Copyright © 2003 Hubert Girardeau
Nous voyons en relief parce que chaque oeil voit la même scène sous un angle différent. Cet angle s'appelle la convergence. ( certains disent "loucher" quand on regarde de très près, car l'angle de convergence des axes oculaires est très prononcé ). Mais cette raison, même suffisante, n'est pas la seule: l'accommodation des cristallins ( propriété à mettre l'image nette sur la rétine) joue également un rôle dans la perception du relief. La vision binoculaire met en jeu simultanément la convergence des axes oculaires et l'accommodation des cristallins.

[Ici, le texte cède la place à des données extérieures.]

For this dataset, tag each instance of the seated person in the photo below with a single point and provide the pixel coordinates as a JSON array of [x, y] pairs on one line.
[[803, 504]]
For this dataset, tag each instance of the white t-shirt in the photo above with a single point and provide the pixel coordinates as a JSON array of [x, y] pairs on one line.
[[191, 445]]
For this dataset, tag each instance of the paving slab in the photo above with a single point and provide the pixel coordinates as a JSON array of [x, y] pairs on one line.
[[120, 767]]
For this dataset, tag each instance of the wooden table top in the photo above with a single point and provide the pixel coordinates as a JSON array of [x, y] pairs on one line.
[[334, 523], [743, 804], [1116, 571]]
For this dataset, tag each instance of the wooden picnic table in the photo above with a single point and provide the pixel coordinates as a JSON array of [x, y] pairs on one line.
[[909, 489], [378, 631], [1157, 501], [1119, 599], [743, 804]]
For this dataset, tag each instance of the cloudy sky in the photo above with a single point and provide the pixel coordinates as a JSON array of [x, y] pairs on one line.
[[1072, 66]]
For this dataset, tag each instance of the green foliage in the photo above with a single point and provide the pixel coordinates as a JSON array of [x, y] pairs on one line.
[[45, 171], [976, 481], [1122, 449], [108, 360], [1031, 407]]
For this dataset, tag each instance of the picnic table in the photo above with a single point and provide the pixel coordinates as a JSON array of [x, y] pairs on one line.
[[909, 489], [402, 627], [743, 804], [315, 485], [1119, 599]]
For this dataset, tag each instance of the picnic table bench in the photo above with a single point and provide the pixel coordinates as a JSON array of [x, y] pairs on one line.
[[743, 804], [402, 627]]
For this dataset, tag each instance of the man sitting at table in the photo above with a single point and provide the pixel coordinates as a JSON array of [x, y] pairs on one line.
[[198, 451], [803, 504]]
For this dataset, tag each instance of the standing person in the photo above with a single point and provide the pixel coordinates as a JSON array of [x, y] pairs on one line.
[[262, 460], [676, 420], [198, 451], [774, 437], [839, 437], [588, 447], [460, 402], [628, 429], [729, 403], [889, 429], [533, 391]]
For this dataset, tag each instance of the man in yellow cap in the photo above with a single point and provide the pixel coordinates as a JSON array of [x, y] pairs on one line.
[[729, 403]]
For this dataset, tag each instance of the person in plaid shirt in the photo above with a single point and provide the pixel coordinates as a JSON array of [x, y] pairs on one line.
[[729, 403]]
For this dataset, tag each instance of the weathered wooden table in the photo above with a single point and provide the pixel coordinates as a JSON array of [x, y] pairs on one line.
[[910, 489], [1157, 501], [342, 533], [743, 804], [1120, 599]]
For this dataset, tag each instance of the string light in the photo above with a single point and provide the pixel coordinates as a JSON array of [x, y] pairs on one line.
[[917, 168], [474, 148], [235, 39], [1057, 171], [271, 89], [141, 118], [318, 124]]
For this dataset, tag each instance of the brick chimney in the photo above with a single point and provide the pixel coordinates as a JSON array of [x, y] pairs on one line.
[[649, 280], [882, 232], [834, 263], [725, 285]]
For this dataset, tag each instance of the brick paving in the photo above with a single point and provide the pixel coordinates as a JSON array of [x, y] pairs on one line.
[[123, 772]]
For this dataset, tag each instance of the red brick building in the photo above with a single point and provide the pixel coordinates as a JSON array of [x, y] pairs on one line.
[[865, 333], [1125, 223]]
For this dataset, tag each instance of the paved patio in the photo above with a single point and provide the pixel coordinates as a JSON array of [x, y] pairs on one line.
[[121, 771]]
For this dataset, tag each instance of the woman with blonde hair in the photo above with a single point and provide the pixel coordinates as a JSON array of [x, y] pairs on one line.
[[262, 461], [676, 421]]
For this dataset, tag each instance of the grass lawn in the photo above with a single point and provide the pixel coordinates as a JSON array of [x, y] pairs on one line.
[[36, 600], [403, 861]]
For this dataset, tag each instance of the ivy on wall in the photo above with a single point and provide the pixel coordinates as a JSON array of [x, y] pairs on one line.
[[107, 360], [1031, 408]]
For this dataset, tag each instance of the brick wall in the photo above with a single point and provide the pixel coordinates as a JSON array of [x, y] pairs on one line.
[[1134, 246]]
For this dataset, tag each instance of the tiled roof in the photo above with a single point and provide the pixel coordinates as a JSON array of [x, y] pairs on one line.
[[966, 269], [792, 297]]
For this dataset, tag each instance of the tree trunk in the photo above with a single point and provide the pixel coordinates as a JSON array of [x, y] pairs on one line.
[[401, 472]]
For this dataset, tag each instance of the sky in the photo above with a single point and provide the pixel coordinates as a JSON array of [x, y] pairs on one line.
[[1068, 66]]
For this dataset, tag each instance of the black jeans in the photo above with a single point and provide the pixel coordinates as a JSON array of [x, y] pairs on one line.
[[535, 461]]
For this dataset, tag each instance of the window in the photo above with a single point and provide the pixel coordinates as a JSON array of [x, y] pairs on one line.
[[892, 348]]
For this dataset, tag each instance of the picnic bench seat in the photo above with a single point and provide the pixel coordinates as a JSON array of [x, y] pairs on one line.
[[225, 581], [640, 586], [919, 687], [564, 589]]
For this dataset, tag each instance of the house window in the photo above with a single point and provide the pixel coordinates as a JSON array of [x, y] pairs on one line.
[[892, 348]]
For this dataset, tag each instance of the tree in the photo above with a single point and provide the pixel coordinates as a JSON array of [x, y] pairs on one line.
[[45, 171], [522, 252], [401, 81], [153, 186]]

Faites l'expérience suivante: le bras tendu, frappez le plus vite possible une touche de votre clavier. Cela ne vous pose pas de problème. Maintenant fermez un oeil, et recommencez l'expérience. Le geste est imprécis parce que vous avez perdue votre vision binoculaire. Entrainez vous quelques minutes, les progrès sont évidents.
Privé de votre vision binoculaire , vous vous reéduquez en vision monoculaire et la fatigue oculaire se fait vite ressentir.
Les cristallins, en accommodant, envoient des informations au cerveau qui lui permettent d'appréhender approximativement la distance des objets. Au dela de quelques mètres, ils ne savent plus faire.
Il serait erroné de penser que la vision monoculaire entraîne une perte totale de la troisième dimension. Cela l'altère énormément, mais il subsiste cette sensation d'accommodation incessante qui rappelle à l'oeil qu'il est en présence d'une scène 3D et non d'une photographie.
La convergence et l'accommodation travaillent en complémentaire pour évaluer le relief de près.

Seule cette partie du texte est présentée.